Sobering 7-percent inflation represents an utter policy failure of the US government. 

Throughout 2021, Biden administration officials and the Federal Reserve largely played down the breath and persistence of steadily rising prices. Biden himself was the cheerleader for the $1.9 trillion pandemic rescue spending bill which he signed into law in March, on top of more than $3.9 trillion in coronavirus relief that Trump signed off on in 2020. If not for the maverick Democrat Senator Joe Manchin, another colossal fiscal stimulus, the $1.85 trillion investment in social and environmental programs, would have been heaped upon the inflation bonfire. 
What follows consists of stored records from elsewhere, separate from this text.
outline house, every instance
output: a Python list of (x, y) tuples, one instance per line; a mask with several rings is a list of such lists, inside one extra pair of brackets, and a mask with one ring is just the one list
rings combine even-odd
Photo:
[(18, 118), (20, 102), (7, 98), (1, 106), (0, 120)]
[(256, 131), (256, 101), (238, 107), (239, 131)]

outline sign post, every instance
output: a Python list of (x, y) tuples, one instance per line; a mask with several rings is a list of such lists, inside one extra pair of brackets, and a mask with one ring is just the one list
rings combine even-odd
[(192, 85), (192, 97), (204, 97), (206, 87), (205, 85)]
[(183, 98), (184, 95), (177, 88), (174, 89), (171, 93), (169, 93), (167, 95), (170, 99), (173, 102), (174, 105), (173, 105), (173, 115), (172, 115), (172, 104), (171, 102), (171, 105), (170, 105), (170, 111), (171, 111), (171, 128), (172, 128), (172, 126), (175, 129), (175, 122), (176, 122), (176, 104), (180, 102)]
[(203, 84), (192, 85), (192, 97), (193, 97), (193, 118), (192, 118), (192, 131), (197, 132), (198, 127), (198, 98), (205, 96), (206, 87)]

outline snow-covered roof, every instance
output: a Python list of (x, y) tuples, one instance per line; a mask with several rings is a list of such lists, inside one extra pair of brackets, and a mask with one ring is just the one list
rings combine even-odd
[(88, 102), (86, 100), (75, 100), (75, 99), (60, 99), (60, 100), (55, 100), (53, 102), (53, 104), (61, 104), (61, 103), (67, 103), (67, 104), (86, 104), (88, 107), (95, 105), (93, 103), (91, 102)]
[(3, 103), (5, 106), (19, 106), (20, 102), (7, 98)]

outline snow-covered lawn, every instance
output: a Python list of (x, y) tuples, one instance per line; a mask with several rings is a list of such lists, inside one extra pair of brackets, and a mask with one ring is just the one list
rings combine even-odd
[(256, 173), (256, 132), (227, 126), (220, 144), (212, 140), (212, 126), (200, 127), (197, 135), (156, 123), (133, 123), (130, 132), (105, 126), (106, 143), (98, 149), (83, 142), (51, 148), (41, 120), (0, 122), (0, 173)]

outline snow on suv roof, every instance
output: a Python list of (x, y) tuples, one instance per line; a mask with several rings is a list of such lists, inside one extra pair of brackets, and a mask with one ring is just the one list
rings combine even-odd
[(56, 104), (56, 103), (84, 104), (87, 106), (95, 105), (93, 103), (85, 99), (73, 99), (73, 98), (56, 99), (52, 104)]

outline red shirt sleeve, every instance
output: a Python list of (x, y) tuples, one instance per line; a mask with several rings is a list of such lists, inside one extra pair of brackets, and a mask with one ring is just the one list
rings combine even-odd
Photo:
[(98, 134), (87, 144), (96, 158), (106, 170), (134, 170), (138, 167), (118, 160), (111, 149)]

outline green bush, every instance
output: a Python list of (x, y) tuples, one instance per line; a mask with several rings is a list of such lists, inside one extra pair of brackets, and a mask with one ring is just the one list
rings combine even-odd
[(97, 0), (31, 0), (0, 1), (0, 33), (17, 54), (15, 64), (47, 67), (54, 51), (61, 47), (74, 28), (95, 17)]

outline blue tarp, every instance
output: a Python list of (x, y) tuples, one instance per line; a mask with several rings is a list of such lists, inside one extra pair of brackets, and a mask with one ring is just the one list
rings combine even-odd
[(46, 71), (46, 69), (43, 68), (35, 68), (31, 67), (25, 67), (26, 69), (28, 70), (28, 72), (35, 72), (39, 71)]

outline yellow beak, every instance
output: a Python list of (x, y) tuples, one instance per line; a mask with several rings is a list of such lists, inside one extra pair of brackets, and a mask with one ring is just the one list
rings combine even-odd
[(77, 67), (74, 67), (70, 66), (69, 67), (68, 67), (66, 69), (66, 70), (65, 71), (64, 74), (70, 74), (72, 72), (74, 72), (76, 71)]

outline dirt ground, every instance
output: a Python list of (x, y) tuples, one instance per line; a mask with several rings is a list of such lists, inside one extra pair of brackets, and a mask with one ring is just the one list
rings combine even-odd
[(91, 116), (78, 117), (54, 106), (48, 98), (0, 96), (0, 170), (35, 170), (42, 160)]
The US central bank has played a significant role in fueling inflation. The minutes of the Federal Open Market Committee revealed that Powell and his lieutenants had incessantly spoken against tightening money policy to rein in price rises, and stubbornly maintained the US' benchmark interest rate close to zero. They have even refused to wind down the monthly bonds-buying policy - also called quantitative easing, despite clear signs of excess monetary growth and rising inflation.

Biden administration officials have consistently refused to withdraw the extraordinary fiscal and monetary support to buoy up the US economy since the 2008-09 Great Recession is an indication that they are detached or disconnected from reality. Also, the Federal Reserve, under Powell, has increasingly succumbed to politicization. No wonder that there are a growing number of Americans now taking issue with the flawed policy of the US government, saying that Biden, by printing and spending money, has burdened the country with the highest inflation in four decades. 

But Biden remains in denial. In July he said: "there is nobody suggesting there's unchecked inflation on the way - no serious economist." And, Biden's speech on Wednesday took solace in the 0.5 percent monthly inflation growth from November. The Labor Department report, Biden said, "shows a meaningful reduction in headline inflation" from November, and "we are making progress in slowing the rate of price increases". 

But the fact is, even the monthly 0.5 percent rise in prices is nothing worth celebrating, meaning the US inflation keeps going up, with no sign of flattening out. To make things worse, employers are paying their employees more given the tight labor market. To offset across-the-board price hikes in food, energy, rent and furniture, workers are demanding higher salaries, which facilitates the set-in of a wage-price spiral, and as a result, the elevated inflation seems unlikely to level off in the foreseeable future. 

President Biden recently blamed American businesses for price-gouging and profiteering, but he should reflect on how much the prices of oil, coal, metals and other raw materials have risen in the past 12 months on the international market, because of his government's loose monetary policy, and, how much his inheritance of Trump's punitive trade tariffs imposed on China has led to price rises across the US economy. 

The tariffs, designed to undercut China's economic growth, have punished ordinary households in the US.

Entering 2022, the Biden administration remains clueless on how to tame inflation. In addition to removing Trump's tariffs, Biden needs to consider a few other issues impacting price rises, including the trajectory of the coronavirus and new variants, addressing global supply chain bottlenecks, and the opening of America's doors to immigrants to alleviate the tighter labor market in the US.

In an economy as large as that of the US or China, it is always hard to predict what comes next, and the current unique circumstances - including the COVID-19 pandemic, reckless economic sanctioning measures imposed by the Biden administration on China, Russia and others, partisan politics on Capitol Hill, and exacerbating the wealth gap in the US - make it ever harder. 

A recent poll among US business CEOs reveals up to 60 percent of business leaders expect US inflation to keep rising until at least mid-2023. And, it's insane for Biden officials to watch inflation spiral while doing little to mitigate it. The myth that the US government is able to keep pumping money into the system to perpetuate a prosperous America is falling apart.